Khalil has adamantly rejected allegations of antisemitism, accusing the Trump administration in a letter sent from jail last month of “targeting me as part of a broader strategy to suppress dissent.”

“Knowing fully that this moment transcends my individual circumstances,” he added, “I hope nonetheless to be free to witness the birth of my first-born child.”

Though Rubio's memo references additional documents, including a “subject profile of Mahmoud Khalil” and letter from the Department Homeland Security, the government did not submit those documents to the immigration court, according to Khalil's lawyers.

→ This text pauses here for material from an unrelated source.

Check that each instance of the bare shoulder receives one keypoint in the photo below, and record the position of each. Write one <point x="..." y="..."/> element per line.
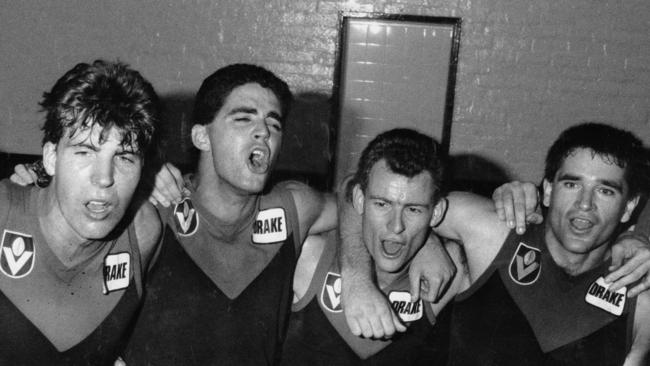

The memo also calls for the deportation of a second lawful permanent resident, whose name is redacted in the filing.

The Trump administration has pulled billions of dollars in government funding from universities and their affiliated hospital systems in recent weeks as part of what it says is a campaign against antisemitism on college campuses, but which critics say is a crackdown on free speech. To get the money back, the administration has been telling universities to punish protesters and make other changes.

The U.S. government has also been revoking the visas of international students who criticized Israel or accused it of mistreating Palestinians.

At the time of Khalil's arrest, a Department of Homeland Security spokesperson accused Khalil of leading activities “aligned to Hamas,” referring to the militant group that attacked Israel on Oct. 7, 2023.

But the government has not produced any evidence linking Khalil to Hamas, and made no reference to the group in their most recent filing.

Meanwhile, lawyers for Yunseo Chung, 21, another Columbia student and lawful U.S. resident whom the Department of Homeland Security seeks to deport, included the Rubio letter as an exhibit in court papers filed late Thursday in Manhattan federal court.

The lawyers asked a judge to let them obtain documents from the government related to the targeting of their client, including any that reference her by name related to the State Department’s decision to move to deport her.

Chung, who was arrested on a misdemeanor charge at a recent sit-in at Barnard College protesting the expulsion of students who participated in pro-Palestinian activism, has been ordered freed while her legal challenge is pending.